Not only does procurement help firms to cut costs and control their spending, but it also enables labour intensive processes to be reduced, Wax Digital suggest.
Management and other professional staff in 260 UK businesses were quizzed on what the tipping point is for introducing procurement into their organisation.
Three quarters said it was required when turnover reached £50 million, while 77% suggested that procurement is needed when a firm has 100 supplier contracts.
Another marker for 72% of respondents was when more than 500 invoices per month are being processed.
When asked why procurement processes were introduced, 68% said it was too reduce rising costs while 45% wanted to cut labour intensive processes.
Interestingly, around half of businesses said that procurement was implemented as a reactive responsive to something negative that had happened, compared to 31% who deemed it a proactive move.

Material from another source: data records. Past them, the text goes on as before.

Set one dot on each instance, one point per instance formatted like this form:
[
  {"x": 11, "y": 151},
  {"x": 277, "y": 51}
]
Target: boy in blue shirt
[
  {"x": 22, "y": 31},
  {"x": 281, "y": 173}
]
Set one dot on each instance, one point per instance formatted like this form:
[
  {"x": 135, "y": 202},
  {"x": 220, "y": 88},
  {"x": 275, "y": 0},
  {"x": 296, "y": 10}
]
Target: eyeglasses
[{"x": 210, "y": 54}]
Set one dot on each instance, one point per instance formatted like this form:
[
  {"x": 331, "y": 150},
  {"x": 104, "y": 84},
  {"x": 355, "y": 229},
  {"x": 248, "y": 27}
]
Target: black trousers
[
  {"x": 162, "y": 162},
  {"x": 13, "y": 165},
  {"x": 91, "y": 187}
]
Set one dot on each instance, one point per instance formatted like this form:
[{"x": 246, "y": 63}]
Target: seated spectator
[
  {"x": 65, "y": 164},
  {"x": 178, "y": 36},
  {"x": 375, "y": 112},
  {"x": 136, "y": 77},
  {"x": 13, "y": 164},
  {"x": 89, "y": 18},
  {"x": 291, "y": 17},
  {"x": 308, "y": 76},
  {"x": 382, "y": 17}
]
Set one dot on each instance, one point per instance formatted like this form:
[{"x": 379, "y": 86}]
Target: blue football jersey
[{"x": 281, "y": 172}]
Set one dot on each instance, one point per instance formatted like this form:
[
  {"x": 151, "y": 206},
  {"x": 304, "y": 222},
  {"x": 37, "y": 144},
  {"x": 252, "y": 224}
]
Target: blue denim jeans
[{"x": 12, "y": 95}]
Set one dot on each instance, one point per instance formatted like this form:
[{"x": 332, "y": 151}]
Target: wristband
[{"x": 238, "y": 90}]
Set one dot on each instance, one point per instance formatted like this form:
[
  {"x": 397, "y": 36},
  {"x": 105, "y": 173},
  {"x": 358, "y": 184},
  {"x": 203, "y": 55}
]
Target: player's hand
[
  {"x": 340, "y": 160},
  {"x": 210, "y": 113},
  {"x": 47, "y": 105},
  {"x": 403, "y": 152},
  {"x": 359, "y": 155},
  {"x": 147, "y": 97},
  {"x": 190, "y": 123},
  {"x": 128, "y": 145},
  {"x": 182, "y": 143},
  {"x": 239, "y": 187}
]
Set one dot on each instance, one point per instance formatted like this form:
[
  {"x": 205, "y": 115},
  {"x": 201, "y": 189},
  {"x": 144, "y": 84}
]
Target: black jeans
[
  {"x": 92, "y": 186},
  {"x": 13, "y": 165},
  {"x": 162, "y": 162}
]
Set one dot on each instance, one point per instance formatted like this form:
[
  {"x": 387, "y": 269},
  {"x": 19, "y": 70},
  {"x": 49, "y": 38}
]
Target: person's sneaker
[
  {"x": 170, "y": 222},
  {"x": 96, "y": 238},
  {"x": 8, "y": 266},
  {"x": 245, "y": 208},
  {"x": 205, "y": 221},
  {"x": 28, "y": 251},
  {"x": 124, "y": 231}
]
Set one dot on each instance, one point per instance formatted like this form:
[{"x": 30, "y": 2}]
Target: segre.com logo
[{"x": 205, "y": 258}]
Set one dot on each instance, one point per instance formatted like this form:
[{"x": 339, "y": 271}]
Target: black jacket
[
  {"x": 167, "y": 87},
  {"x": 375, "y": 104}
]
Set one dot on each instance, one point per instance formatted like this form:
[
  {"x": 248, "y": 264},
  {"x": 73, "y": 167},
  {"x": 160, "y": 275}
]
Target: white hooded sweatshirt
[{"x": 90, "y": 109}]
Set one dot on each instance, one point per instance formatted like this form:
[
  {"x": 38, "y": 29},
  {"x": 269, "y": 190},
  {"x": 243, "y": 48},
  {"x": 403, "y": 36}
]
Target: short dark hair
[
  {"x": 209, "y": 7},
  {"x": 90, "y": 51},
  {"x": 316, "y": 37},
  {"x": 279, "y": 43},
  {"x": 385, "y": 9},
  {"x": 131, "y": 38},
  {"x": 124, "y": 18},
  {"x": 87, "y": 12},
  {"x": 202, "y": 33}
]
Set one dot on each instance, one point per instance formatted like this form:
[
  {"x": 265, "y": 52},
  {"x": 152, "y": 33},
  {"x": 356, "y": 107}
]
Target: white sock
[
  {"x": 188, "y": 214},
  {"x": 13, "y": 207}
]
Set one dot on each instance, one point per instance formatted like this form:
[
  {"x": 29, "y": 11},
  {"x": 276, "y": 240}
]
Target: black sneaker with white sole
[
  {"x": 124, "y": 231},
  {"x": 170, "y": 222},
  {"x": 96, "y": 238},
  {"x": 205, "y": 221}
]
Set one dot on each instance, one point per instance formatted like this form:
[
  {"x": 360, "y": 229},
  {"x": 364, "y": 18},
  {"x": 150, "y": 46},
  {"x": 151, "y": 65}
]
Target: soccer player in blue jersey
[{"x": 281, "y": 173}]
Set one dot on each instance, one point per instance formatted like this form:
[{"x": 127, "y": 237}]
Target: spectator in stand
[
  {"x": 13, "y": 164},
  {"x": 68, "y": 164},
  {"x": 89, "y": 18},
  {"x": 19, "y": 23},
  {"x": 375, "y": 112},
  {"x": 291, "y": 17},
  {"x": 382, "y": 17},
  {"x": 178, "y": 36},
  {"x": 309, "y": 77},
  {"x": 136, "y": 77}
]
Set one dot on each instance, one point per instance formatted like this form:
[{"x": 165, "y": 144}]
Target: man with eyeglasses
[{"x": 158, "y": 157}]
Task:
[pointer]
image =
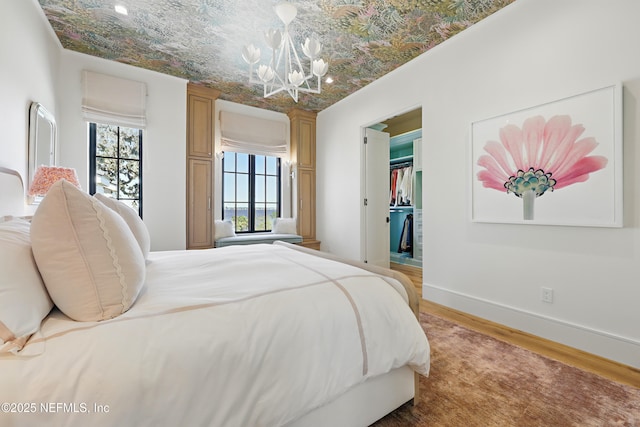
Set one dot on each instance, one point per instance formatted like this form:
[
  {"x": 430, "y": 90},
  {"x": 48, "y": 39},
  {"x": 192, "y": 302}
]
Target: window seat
[{"x": 254, "y": 238}]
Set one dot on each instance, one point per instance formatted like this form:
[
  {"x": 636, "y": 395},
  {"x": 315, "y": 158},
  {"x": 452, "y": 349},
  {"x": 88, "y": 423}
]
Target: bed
[{"x": 249, "y": 335}]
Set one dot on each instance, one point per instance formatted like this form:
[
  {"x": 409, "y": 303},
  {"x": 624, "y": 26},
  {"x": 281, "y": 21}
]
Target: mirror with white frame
[{"x": 42, "y": 140}]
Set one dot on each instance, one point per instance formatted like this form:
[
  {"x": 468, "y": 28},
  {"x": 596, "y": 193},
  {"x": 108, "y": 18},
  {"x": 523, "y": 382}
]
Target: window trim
[
  {"x": 252, "y": 201},
  {"x": 92, "y": 161}
]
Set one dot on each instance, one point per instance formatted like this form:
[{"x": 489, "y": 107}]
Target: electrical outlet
[{"x": 546, "y": 295}]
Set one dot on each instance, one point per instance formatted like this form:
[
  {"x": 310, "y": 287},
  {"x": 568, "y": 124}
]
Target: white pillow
[
  {"x": 284, "y": 226},
  {"x": 223, "y": 229},
  {"x": 24, "y": 301},
  {"x": 89, "y": 259},
  {"x": 133, "y": 220}
]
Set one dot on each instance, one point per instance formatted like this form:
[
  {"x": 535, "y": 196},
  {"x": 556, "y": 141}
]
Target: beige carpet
[{"x": 477, "y": 380}]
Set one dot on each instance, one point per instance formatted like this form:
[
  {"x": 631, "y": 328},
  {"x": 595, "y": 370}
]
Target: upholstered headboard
[{"x": 11, "y": 193}]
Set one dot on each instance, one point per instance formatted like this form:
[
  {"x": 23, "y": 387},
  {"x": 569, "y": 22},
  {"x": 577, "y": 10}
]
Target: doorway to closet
[{"x": 403, "y": 198}]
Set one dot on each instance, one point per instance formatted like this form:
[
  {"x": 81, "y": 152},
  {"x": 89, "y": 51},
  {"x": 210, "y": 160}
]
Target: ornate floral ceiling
[{"x": 201, "y": 40}]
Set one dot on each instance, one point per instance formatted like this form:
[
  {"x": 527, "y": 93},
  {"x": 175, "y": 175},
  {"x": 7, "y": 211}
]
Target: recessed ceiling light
[{"x": 122, "y": 10}]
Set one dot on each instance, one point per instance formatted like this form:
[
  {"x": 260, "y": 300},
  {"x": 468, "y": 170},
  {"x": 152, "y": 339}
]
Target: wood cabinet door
[
  {"x": 200, "y": 125},
  {"x": 307, "y": 144},
  {"x": 307, "y": 203},
  {"x": 199, "y": 215}
]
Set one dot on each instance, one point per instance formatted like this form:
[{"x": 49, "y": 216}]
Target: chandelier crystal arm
[{"x": 285, "y": 71}]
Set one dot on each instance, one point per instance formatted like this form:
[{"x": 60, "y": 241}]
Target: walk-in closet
[{"x": 405, "y": 198}]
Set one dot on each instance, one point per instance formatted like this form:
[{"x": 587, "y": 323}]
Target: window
[
  {"x": 250, "y": 191},
  {"x": 115, "y": 163}
]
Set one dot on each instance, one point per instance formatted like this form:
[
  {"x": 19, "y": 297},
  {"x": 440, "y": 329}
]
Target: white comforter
[{"x": 237, "y": 336}]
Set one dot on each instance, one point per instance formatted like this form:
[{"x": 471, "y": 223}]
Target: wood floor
[{"x": 571, "y": 356}]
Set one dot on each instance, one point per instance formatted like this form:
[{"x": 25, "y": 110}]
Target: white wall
[
  {"x": 531, "y": 52},
  {"x": 29, "y": 56},
  {"x": 164, "y": 142}
]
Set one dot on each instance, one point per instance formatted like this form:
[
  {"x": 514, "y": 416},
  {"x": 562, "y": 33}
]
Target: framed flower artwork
[{"x": 558, "y": 163}]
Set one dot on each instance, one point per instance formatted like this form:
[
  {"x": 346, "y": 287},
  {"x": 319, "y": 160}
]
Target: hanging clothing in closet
[
  {"x": 406, "y": 237},
  {"x": 401, "y": 186}
]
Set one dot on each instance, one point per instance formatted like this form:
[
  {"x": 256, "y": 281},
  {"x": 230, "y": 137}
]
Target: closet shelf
[{"x": 401, "y": 159}]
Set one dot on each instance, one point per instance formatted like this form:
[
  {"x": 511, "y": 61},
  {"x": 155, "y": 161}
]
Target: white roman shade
[
  {"x": 112, "y": 100},
  {"x": 252, "y": 135}
]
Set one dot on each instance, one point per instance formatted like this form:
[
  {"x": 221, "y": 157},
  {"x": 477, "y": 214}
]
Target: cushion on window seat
[{"x": 254, "y": 238}]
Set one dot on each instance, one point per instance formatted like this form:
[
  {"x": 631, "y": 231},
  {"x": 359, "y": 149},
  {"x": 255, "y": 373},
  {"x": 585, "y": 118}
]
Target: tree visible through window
[
  {"x": 250, "y": 191},
  {"x": 115, "y": 163}
]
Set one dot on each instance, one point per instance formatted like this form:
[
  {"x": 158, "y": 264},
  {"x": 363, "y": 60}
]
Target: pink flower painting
[{"x": 539, "y": 158}]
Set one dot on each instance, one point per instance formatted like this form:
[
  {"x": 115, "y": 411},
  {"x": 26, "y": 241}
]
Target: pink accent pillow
[{"x": 89, "y": 259}]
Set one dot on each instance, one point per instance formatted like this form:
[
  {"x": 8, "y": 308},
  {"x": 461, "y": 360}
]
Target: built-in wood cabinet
[
  {"x": 303, "y": 159},
  {"x": 200, "y": 137}
]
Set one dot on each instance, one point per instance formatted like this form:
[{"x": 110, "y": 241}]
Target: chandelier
[{"x": 285, "y": 71}]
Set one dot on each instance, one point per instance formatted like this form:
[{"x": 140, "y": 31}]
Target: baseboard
[{"x": 620, "y": 349}]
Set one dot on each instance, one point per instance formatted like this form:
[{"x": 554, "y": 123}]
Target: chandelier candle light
[{"x": 285, "y": 71}]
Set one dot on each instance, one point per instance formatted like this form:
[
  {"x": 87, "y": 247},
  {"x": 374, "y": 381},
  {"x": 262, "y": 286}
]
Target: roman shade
[
  {"x": 252, "y": 135},
  {"x": 113, "y": 100}
]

Of those quizzed in the study, 825 had experience of introducing procurement processes into a company for the first time, and listed spend analysis, contract management and supplier relationship management among the main reasons for introducing it.
Introducing new processes is not without difficulties though, as more than a third of those questioned said it was difficult to convince senior management to buy-in to the idea.
Others pointed to the cultural changes that need to be managed and to a lack of internal knowledge, both factors that can slow how a business does procurement.
Adopting a more professional approach to recruitment can help a business to streamline performance and control spend.
For smaller firms operating on tight margins, having greater financial control can enable the development of clear growth plans.
Alternatively, a business can undertake an independent business review to focus on its forecasts, assets, finances and growth plans to ensure the post practical approaches are being used.
Such an approach can have a huge influence on long-term strategy and refinancing, as clear plans for the future can be developed.